The Australia Department of Defence’s (DoD’s) efforts to acquire high-end unmanned aerial vehicle (UAV) capabilities for the Australian Defence Force (ADF) have entered uncertain ground following the separate decisions of the US Air Force (USAF) and US Navy (USN) to curtail future spending on the MQ-9 Reaper and MQ-4C Triton UAVs.
GA-ASI MQ-9 UAV
The USAF’s Fiscal Year (FY) 2021 budget request revealed that the service expects to purchase its final batch of 24 General Atomics Aeronautical Systems (GA-ASI) MQ-9 Reaper medium altitude long endurance (MALE) UAVs in 2020, with production essentially ceasing in 2021 with a total of 337 air vehicles delivered, someway short of the expected total of 363 MQ-9s. This potential change has a number of implications.
Australia had earlier shortlisted the GA-ASI MQ-9B SkyGuardian – which is a derivative of the Reaper and designed to be certifiable for operations in unsegregated airspace – in November 2019 to provide the ADF with its first armed MALE UAV capability, and was poised to set aside as much as $880 million for government considering in the 2021-22 timeframe.
The revelation will be a blow to the company’s plans to secure long-lead components and subsystems such as sensors and engines and its ability to retain skilled labour, with the associated fallout possibly impacting its other ongoing programmes such as the SkyGuardian.
MQ-4C Triton UAV
Meanwhile, production Lots 6 and 7 of Northrop Grumman MQ-4C Triton high-altitude long endurance (HALE) UAVs – comprising one Australian and four US air vehicles – will be suspended until at least FY 2023 under the USN’s proposed FY2021 budget.

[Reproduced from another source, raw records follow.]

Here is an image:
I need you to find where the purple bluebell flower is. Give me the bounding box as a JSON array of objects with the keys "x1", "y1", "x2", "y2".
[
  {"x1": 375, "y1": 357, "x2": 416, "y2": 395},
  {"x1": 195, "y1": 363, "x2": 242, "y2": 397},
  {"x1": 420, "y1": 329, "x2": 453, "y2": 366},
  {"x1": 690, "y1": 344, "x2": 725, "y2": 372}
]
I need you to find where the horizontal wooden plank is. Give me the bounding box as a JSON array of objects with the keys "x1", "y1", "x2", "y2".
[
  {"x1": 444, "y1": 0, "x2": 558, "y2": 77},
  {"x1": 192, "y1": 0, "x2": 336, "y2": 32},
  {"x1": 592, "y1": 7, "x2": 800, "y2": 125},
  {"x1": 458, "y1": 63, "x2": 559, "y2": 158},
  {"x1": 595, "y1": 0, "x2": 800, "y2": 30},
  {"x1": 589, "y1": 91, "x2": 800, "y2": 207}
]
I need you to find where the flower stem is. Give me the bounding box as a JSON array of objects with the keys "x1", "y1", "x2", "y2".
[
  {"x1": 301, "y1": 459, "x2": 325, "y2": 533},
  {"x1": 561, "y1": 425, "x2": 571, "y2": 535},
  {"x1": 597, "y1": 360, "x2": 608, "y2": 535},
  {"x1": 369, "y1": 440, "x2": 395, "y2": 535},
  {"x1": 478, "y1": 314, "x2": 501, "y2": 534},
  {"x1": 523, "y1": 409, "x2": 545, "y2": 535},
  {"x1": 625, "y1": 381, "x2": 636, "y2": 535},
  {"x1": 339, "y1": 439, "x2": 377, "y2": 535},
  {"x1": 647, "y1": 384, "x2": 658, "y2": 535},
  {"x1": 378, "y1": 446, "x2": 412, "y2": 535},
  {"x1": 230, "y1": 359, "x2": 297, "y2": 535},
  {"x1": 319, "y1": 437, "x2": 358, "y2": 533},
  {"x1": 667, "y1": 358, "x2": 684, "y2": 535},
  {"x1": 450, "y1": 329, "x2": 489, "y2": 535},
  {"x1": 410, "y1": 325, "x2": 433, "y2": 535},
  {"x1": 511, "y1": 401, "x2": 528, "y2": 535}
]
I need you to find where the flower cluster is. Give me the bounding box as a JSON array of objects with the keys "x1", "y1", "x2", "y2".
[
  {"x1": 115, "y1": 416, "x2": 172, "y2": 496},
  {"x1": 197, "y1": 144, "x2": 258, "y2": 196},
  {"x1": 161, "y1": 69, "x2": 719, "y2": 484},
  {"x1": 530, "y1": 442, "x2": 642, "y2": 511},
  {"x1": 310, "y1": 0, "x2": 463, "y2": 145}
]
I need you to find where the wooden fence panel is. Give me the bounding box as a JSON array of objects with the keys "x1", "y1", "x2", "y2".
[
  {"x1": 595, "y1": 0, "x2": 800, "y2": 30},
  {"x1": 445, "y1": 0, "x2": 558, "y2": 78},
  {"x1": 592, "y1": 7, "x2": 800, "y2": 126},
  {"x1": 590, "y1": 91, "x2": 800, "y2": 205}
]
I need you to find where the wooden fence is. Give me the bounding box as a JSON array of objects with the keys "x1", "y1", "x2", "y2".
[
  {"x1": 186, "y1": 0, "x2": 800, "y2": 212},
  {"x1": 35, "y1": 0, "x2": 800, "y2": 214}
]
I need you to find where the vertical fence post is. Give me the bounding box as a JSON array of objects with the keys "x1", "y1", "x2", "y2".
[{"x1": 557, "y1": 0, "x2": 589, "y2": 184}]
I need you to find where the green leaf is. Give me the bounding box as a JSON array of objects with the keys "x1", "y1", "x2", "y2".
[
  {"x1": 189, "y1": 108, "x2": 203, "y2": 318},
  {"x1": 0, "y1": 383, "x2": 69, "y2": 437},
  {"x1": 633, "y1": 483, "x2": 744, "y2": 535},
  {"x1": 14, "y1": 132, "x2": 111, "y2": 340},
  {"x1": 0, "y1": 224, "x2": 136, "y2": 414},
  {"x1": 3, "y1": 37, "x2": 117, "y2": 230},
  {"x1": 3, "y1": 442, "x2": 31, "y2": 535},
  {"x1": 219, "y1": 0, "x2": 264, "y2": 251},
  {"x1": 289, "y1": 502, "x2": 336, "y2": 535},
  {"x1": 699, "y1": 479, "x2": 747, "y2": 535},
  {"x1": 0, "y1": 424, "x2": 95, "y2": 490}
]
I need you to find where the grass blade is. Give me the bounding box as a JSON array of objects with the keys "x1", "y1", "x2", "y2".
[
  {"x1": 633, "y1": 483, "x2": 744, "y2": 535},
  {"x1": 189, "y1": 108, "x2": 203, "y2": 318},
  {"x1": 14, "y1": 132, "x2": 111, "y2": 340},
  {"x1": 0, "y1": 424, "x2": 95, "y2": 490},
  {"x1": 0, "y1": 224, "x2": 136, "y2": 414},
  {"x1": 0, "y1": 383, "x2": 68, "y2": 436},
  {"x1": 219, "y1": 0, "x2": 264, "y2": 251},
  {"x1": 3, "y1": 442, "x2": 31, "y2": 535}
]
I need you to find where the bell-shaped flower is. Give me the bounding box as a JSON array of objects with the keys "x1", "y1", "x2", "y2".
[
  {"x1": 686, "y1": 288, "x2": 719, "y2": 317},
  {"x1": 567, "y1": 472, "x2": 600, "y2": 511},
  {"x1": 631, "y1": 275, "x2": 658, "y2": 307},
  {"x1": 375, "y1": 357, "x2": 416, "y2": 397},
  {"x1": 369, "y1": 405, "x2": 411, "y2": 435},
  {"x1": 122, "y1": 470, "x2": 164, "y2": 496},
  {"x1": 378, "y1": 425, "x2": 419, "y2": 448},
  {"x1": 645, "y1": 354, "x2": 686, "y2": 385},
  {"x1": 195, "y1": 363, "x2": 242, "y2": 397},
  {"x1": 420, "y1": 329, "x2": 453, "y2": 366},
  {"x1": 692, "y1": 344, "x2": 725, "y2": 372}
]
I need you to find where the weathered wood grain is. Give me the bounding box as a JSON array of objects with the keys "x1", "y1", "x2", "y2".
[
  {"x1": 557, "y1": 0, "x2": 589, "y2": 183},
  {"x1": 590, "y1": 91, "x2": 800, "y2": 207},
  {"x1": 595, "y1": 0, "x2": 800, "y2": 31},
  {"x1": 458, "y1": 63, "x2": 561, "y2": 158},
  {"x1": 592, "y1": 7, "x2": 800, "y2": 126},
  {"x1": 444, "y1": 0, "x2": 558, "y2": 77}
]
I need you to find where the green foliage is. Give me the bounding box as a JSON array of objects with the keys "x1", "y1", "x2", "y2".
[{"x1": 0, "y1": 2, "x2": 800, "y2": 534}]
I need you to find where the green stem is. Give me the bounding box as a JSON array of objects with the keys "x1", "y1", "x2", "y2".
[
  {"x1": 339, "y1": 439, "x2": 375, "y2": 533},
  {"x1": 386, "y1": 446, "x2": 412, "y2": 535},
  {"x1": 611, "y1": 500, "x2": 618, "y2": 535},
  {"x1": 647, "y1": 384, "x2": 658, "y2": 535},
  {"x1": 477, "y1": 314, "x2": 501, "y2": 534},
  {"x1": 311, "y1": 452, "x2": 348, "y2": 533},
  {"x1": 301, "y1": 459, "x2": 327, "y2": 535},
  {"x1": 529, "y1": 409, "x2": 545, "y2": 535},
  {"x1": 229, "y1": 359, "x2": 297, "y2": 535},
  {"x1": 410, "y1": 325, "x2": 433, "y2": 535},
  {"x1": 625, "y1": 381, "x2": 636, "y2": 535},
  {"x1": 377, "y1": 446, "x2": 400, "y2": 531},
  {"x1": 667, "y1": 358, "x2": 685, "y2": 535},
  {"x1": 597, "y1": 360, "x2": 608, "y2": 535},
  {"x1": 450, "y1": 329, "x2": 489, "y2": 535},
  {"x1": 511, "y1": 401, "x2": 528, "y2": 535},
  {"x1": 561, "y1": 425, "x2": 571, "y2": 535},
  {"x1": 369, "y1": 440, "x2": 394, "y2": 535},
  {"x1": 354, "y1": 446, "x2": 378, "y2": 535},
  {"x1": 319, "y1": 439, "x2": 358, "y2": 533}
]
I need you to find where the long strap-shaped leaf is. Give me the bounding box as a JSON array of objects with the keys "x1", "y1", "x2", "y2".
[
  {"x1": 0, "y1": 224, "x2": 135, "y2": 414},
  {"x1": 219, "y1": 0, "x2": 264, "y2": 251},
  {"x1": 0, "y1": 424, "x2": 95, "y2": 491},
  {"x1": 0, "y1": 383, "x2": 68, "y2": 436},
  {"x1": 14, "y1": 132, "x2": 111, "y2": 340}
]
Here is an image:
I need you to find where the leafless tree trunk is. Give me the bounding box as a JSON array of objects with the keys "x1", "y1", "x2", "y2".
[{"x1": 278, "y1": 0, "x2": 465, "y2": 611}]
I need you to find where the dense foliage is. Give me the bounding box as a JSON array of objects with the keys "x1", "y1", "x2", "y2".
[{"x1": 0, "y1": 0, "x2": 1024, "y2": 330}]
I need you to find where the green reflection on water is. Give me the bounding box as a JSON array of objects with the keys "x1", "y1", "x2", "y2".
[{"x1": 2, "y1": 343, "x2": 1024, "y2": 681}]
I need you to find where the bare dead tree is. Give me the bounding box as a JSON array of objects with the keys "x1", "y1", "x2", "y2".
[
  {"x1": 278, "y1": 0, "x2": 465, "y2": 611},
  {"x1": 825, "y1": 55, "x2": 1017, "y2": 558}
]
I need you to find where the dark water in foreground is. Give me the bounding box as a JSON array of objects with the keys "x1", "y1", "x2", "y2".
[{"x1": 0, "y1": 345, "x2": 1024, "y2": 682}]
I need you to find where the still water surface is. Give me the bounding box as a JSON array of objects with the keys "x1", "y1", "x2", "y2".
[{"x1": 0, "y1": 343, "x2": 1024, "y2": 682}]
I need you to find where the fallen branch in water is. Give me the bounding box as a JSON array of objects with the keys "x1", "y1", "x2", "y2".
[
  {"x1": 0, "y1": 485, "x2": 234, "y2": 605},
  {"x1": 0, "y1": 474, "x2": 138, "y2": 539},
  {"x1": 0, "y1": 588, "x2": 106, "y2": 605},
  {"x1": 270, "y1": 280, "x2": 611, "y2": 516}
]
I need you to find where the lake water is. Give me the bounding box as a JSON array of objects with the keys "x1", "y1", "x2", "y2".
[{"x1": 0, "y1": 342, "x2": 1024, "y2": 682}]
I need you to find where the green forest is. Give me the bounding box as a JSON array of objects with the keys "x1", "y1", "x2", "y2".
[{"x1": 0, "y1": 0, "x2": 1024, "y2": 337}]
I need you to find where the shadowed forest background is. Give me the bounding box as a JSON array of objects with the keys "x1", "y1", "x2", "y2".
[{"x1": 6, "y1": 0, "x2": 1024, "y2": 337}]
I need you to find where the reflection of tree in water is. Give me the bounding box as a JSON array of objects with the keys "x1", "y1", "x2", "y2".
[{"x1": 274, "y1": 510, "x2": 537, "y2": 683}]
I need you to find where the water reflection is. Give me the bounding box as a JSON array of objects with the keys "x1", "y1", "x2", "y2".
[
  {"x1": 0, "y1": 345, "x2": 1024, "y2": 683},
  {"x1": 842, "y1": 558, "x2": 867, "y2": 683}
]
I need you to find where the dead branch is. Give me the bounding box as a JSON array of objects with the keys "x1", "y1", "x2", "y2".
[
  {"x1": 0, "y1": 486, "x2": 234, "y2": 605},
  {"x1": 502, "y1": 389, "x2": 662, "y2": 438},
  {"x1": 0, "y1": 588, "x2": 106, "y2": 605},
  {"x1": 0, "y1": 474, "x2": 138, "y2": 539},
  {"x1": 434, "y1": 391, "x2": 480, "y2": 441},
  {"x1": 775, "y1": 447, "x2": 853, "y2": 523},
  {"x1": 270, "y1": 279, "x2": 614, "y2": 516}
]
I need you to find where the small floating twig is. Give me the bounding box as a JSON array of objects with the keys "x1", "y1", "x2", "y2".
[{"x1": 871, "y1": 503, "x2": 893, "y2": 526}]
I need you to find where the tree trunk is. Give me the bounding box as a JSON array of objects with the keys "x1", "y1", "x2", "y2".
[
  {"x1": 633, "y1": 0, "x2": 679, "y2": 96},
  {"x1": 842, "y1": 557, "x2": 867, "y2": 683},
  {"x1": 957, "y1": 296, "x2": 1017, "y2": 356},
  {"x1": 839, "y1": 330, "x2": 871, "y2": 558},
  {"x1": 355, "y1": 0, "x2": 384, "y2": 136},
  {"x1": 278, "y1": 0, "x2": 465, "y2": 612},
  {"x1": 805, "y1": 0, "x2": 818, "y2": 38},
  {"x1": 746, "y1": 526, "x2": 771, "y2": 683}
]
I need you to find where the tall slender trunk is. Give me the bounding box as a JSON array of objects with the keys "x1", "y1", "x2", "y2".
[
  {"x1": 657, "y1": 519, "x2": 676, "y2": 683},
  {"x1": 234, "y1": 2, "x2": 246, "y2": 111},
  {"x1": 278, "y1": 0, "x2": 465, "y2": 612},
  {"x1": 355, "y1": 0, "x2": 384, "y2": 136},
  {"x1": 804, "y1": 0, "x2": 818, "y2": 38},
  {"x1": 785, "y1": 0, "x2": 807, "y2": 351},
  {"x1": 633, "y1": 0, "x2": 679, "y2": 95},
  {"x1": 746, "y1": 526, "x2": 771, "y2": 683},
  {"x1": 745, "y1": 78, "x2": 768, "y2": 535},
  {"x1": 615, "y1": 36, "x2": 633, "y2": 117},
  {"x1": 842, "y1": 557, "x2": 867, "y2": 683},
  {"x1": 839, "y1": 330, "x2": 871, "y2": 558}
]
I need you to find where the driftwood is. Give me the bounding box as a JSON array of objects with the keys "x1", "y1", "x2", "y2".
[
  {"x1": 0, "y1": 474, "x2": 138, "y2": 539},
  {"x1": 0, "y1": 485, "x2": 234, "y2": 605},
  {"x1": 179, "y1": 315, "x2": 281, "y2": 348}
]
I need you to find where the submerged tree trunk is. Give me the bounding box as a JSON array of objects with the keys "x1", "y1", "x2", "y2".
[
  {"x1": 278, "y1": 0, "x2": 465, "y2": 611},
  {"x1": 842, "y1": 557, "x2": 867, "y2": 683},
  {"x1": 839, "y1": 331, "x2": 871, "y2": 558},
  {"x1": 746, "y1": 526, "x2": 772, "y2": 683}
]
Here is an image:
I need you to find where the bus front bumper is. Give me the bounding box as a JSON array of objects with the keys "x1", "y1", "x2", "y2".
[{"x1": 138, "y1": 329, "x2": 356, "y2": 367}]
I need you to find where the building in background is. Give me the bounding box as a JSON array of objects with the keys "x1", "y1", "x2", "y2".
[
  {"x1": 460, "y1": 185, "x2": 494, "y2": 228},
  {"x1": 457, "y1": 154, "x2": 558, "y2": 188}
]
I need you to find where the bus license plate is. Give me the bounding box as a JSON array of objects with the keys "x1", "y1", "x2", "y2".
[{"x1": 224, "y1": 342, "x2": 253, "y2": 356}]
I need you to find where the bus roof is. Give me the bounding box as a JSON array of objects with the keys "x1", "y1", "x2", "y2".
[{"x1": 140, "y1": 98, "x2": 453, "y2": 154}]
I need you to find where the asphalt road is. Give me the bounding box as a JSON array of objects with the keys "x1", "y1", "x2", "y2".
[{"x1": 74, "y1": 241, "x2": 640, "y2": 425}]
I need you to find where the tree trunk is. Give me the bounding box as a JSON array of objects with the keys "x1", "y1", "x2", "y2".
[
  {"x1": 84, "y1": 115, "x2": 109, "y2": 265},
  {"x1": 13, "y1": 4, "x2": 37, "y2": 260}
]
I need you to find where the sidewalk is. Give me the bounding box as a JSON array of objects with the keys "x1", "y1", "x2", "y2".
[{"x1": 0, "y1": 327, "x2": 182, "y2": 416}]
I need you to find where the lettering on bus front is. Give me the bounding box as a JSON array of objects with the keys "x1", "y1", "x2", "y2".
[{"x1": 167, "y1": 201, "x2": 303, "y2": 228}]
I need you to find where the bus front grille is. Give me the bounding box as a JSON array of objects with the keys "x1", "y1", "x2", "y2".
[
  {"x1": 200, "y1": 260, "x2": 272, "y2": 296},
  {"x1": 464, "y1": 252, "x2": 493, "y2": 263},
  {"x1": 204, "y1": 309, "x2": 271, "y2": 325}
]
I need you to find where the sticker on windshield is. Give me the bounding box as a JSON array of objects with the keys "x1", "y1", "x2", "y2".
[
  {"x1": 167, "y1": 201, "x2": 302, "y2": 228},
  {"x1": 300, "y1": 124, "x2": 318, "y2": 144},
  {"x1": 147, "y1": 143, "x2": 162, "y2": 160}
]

The DoD earlier announced in June 2018 that Australia would acquire six Tritons under Project Air 7000 Phase 1B, with the first air vehicle expected to enter service in mid-2023 and all six fully operational by late 2025.
Northrop Grumman has reportedly proposed an alternative to the USN and DoD, by accelerating the production of five Australian Tritons to the current and funded Lot 5 tranche, riding on the production of air vehicles – one Australian and two US – already contracted for.
The DoD said it is in communication with the company and USN regarding the possible pause, although a spokesperson noted that it has yet to be approved by the US government.